If you download the Matroska link to the right, you will get a mkv-file with optional subtitles, which you can play with a vlc-player on your computer.
Willi Forst plays a former Guards officer who embarasses the singer Tilla Morland (Liane Haid) by walking off during one of her musical performances, but he later explains the reasons for this behaviour and is hired as her private secretary. But although a mutual love develops between the two, there are circumstances which make a happy outcome impossible. So while the film has many very funny moments, it is misleading to call it a comedy; a great romance with the melodrama played down would perhaps fit better.

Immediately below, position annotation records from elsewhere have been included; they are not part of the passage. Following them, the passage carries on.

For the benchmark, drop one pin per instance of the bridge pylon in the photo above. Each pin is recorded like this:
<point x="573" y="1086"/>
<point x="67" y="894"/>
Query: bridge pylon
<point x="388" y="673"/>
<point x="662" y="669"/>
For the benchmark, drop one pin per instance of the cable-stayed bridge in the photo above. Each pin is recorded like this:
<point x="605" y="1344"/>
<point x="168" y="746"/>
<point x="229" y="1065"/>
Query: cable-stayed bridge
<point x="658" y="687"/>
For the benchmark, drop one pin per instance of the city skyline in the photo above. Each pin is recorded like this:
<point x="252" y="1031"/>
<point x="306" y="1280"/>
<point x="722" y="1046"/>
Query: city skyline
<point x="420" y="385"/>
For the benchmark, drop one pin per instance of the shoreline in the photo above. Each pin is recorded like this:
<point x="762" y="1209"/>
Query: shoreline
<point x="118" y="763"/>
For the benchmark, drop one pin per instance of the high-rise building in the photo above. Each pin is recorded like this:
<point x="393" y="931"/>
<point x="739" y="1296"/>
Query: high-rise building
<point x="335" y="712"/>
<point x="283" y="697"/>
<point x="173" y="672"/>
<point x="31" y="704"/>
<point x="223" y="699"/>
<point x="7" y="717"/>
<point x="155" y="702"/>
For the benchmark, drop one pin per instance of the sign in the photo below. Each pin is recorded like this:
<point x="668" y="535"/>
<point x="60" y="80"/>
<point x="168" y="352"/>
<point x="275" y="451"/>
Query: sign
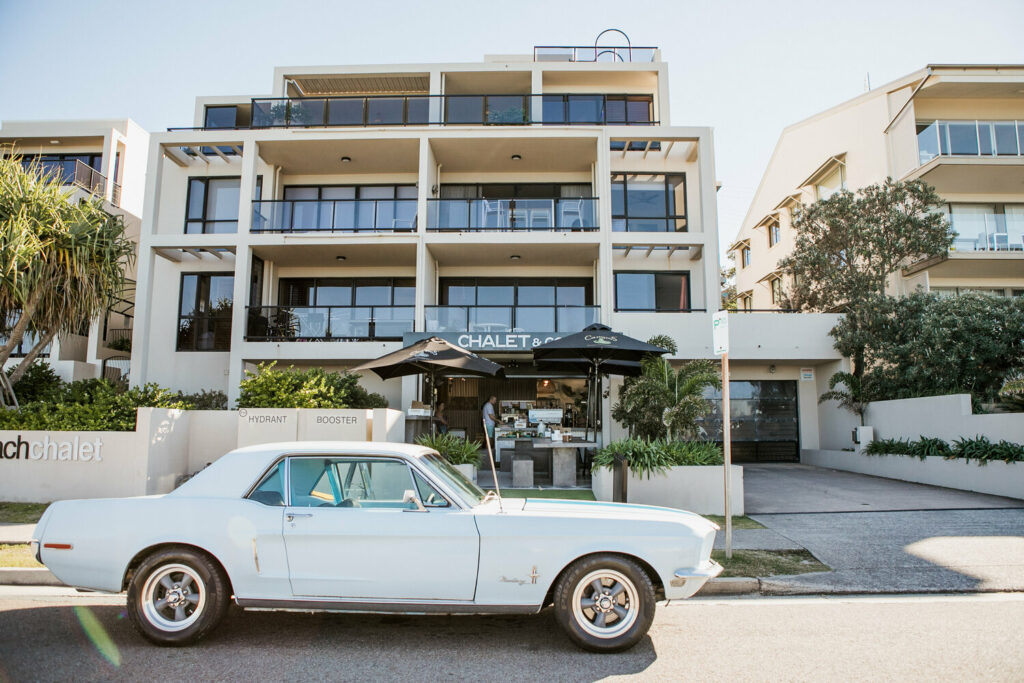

I don't hesitate to call "Das Lied ist aus" one of the great masterpieces of early German cinema. It is one of the best and most stylish of all the Weimar musical sound films, and it's unusual for its strongly melancholic undertone and unhappy ending. It can also be regarded as one of the defining films for the team of actor Willi Forst, director Geza von Bolváry and scriptwriter Walter Reisch. Forst fully established his screen persona here: the witty, elegant, but also fragile and thoughtful gentleman, although he was a much too versatile actor to be pinned-down to such keywords. Forst is paired here with the equally stunning Liane Haid, very charming and womanly, and the chemistry these two have has rarely been achieved again in later films with Forst (but check out "Der Prinz von Arkadien" with the same team!).
And of course there's the music by Robert Stolz, who wrote some of his very best songs for this film: the melancholic "Frag' nicht warum", the witty "Wenn das Wörtchen wenn nicht wär", the even today still famous "Adieu mein kleiner Gardeoffizier" and also "Die Liebe ist wie ein Tonfilm", an early instance of reflecting on the newly developed medium of the sound film and on the dreams created by the cinema in general.